Überwachung ohne richterliche Genehmigung

Dem Endbericht zufolge ließ Kickl groß angelegte Lausch- und Spähangriffe prüfen, schreibt die "Kronen Zeitung". Als Teil davon werden geheime Durchsuchungen, das heimliche Eindringen in Wohnungen, Räume und Fahrzeuge zum Zweck der Installierung von Bild- und Tonaufzeichnungsgeräten genannt. "Geheim" und "heimlich" bedeutet in diesem Fall ohne die richterliche Genehmigung, die man derzeit für derartige Vorhaben benötigt. Außerdem soll Kickls Projekt zum Ausbau der Machtbefugnisse Pläne zur Vorratsdatenspeicherung und verdeckte Inhaltsüberwachungen beinhaltet haben.

Die eigenen Rechtsexperten haben in ihrer Evaluierung jedoch vor solchen Eingriffen in die Privatsphäre gewarnt. Sie bewerteten die Pläne dem Bericht zufolge als "nicht umsetzbar", "bedenklich" und sogar "verfassungswidrig". Außerdem sei bei einigen Plänen die "Verhältnismäßigkeit fraglich", urteilten die Experten. All diese Argumente nutzte Kickl nun als Verteidigungslinie, indem er laut "Kronen Zeitung" sagte, aus dem Bericht gehe doch hervor, dass die Maßnahmen nicht umsetzbar waren.

Neos: „Kickl Gefahr für liberale Demokratie“ 

Erbost reagierte der stellvertretende Neos-Klubobmann Nikolaus Scherak auf die Dokumente aus dem BVT-Endbericht. "Herbert Kickl ist eine Gefahr für unsere liberale Demokratie", sagte er in einer Aussendung. "Es ist unfassbar, welche brandgefährlichen Machenschaften da unter der FPÖ-Herrschaft im Innenministerium vonstatten gingen. Wenn sogar die internen Rechtsexperten angesichts der bevorstehenden, groß angelegten Lausch- und Spähangriffe die Notbremse ziehen, dann ist wirklich Feuer am Dach."

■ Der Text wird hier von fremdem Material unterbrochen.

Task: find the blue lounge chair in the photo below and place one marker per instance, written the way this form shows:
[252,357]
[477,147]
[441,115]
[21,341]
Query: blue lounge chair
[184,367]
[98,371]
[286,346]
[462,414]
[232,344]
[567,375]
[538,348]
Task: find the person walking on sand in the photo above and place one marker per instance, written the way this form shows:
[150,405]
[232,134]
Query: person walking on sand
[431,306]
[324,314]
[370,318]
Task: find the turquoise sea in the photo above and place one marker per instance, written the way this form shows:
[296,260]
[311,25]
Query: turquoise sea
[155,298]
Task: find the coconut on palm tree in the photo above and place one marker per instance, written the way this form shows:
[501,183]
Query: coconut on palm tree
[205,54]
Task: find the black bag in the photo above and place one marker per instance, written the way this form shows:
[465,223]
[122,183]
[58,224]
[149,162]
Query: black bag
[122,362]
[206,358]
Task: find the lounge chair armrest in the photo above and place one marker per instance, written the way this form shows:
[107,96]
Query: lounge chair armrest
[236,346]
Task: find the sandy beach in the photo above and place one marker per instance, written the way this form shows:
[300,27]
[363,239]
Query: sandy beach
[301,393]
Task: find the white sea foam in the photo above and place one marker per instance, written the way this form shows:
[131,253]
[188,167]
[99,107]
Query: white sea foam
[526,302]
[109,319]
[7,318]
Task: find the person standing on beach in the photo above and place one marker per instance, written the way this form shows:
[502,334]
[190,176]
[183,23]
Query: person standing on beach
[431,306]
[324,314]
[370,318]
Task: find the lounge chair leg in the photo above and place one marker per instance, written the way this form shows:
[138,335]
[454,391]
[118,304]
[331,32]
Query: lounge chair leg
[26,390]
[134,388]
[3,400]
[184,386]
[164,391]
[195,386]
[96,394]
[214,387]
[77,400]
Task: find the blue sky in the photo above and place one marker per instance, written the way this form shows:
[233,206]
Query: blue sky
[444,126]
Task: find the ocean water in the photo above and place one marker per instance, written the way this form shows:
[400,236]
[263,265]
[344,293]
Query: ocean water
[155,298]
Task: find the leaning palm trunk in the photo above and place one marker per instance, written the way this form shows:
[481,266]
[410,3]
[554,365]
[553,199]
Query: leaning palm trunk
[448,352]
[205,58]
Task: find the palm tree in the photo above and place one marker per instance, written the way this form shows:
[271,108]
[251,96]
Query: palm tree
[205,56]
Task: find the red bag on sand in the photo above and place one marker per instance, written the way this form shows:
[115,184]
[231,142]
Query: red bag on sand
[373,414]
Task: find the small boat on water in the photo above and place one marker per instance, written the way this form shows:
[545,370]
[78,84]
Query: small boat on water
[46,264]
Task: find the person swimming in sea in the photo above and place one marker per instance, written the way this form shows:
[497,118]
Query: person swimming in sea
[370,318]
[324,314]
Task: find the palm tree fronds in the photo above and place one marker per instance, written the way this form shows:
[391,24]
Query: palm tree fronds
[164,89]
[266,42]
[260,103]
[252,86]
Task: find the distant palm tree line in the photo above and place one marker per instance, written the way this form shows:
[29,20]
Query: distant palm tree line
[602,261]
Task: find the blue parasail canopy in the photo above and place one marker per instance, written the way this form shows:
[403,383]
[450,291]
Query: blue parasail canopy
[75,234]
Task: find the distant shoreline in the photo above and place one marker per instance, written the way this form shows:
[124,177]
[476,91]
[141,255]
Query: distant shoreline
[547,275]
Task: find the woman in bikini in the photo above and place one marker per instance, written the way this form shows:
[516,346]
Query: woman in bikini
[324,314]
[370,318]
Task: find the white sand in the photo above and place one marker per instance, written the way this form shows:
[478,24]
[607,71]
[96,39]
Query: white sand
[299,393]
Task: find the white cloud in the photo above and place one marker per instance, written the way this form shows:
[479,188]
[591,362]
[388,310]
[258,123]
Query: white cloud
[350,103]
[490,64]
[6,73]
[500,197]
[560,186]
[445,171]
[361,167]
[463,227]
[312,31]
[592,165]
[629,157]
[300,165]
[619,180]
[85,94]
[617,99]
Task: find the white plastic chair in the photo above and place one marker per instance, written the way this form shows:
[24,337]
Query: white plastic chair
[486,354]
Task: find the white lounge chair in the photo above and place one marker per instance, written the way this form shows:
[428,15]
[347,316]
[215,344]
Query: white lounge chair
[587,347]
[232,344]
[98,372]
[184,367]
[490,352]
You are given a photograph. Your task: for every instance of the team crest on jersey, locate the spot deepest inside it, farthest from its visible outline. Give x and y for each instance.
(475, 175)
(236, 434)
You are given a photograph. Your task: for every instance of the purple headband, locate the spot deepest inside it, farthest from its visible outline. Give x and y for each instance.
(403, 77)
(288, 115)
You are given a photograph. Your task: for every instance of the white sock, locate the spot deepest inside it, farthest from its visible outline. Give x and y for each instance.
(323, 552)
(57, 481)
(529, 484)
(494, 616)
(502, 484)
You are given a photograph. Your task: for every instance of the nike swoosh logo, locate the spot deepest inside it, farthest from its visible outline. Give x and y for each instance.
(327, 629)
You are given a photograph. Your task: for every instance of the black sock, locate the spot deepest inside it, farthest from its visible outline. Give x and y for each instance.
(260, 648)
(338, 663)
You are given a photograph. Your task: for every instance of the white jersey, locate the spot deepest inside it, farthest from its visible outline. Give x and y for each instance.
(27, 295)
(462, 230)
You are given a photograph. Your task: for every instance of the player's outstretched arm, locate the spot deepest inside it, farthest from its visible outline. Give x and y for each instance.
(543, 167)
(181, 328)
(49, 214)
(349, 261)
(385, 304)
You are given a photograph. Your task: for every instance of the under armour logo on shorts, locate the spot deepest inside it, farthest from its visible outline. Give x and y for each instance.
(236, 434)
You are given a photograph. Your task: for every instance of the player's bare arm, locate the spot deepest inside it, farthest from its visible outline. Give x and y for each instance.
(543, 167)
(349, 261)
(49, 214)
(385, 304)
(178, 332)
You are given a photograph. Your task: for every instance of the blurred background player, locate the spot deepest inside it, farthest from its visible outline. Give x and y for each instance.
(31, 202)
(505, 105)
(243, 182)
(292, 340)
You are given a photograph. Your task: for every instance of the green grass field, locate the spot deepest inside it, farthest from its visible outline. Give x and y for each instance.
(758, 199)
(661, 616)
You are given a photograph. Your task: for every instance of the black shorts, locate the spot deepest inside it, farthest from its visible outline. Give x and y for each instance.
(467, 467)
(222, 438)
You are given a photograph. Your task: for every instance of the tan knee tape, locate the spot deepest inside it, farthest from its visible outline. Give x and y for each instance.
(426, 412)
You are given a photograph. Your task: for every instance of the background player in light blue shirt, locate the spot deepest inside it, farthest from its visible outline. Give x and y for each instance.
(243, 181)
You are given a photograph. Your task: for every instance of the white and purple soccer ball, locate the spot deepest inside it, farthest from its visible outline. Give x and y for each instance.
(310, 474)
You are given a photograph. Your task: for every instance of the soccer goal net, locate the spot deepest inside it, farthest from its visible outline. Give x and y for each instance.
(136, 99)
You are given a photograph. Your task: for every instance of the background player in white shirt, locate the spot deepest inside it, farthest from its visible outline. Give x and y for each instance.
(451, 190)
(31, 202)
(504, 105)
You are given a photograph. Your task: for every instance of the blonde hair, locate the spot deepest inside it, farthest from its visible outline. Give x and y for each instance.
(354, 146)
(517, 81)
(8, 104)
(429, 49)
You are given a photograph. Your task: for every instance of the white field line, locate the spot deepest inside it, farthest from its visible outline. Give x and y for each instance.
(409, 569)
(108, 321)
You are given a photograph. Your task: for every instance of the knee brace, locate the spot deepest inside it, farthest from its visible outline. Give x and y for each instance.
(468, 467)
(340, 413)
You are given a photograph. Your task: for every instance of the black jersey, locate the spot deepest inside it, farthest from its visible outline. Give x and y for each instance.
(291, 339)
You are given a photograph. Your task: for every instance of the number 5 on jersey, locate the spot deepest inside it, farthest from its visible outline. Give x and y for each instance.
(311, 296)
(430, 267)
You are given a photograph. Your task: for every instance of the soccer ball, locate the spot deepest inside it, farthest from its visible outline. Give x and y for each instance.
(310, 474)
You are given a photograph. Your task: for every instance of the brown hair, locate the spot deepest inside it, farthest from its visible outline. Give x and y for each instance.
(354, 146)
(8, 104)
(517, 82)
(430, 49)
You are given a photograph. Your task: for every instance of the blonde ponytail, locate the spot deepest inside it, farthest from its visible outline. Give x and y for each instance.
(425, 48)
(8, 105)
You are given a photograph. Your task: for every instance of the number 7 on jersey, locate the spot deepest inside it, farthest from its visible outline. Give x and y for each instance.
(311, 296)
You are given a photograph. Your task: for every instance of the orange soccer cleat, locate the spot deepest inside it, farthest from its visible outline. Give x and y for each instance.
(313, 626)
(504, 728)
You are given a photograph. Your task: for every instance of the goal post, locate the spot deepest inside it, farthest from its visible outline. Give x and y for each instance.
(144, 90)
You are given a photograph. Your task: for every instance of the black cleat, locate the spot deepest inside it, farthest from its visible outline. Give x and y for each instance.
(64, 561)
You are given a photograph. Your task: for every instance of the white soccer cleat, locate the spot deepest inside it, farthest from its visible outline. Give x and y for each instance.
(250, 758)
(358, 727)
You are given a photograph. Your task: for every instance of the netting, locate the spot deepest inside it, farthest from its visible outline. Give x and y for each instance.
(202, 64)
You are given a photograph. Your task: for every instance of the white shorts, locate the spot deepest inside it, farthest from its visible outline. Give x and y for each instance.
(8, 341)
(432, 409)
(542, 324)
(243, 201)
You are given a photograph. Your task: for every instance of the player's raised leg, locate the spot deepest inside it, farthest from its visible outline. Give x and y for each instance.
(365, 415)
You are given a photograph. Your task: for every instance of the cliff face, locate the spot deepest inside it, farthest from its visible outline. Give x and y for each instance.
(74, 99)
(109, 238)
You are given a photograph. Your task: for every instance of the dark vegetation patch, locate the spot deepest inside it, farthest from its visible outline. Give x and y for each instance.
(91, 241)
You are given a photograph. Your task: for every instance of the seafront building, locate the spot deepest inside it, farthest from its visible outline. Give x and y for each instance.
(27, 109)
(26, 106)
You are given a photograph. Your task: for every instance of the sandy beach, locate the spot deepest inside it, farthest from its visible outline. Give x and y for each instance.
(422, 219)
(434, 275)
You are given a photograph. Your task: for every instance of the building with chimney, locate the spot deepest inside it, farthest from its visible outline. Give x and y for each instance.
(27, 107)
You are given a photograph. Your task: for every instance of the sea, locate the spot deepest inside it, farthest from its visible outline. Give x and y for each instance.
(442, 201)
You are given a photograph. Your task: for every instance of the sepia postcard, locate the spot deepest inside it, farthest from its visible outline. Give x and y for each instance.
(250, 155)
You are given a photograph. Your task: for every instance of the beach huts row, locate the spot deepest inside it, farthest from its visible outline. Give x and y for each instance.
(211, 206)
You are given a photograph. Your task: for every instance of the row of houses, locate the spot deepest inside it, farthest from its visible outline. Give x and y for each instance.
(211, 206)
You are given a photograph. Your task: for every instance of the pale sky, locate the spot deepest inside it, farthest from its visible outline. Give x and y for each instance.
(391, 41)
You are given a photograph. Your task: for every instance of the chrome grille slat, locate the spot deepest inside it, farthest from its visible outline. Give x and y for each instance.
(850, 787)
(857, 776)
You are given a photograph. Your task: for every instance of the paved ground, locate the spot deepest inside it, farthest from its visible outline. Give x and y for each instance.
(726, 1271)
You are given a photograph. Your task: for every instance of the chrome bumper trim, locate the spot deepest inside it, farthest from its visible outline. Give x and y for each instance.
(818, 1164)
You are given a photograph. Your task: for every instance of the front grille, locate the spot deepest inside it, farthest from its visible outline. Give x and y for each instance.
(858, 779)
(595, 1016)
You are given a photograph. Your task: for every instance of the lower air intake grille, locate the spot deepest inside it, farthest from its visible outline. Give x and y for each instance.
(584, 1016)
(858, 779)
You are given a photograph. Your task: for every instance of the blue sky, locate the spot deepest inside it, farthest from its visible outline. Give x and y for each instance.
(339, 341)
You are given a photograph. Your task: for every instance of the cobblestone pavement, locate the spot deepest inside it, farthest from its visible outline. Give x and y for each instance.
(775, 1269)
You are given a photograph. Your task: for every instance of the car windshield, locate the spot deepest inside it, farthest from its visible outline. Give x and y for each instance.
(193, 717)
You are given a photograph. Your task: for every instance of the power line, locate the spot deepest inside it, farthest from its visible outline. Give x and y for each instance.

Scherak warnte davor, dass mit einer Fortsetzung der türkis-blauen Regierung der Überwachungsstaat nicht mehr nur böse Illusion sein könnte. "Wer Kurz wählt, bekommt Kickl und lädt diesen damit in seine privatesten Lebensbereiche ein", sagte er. Die Neos erachten die kolportierten Pläne als verfassungswidrig und brachten daher eine Beschwerde beim Verfassungsgerichtshof zum türkis-blauen Überwachungspaket ein.

SPÖ: „Blaue Stasi“ 

Dass die von Kickl geplante "blaue Stasi" ohne das Ibiza-Video und seine Folgen bereits Realität wäre, stellte der SPÖ-Fraktionsführer im BVT-Untersuchungsausschuss, Jan Krainer, am Freitag fest. Mit 1. Juli wäre der von Kickl geplante "blaue Geheimdienst im Geheimdienst" mit rund zwei Dutzend Mitarbeitern operativ tätig geworden, sagte er in einer Aussendung. Die SPÖ hätte im Zuge des BVT-U-Ausschusses stets vor den Überwachungsstaatsfantasien des blauen Innenministers gewarnt, der ÖVP sei das gleichgültig gewesen, kritisierte Krainer.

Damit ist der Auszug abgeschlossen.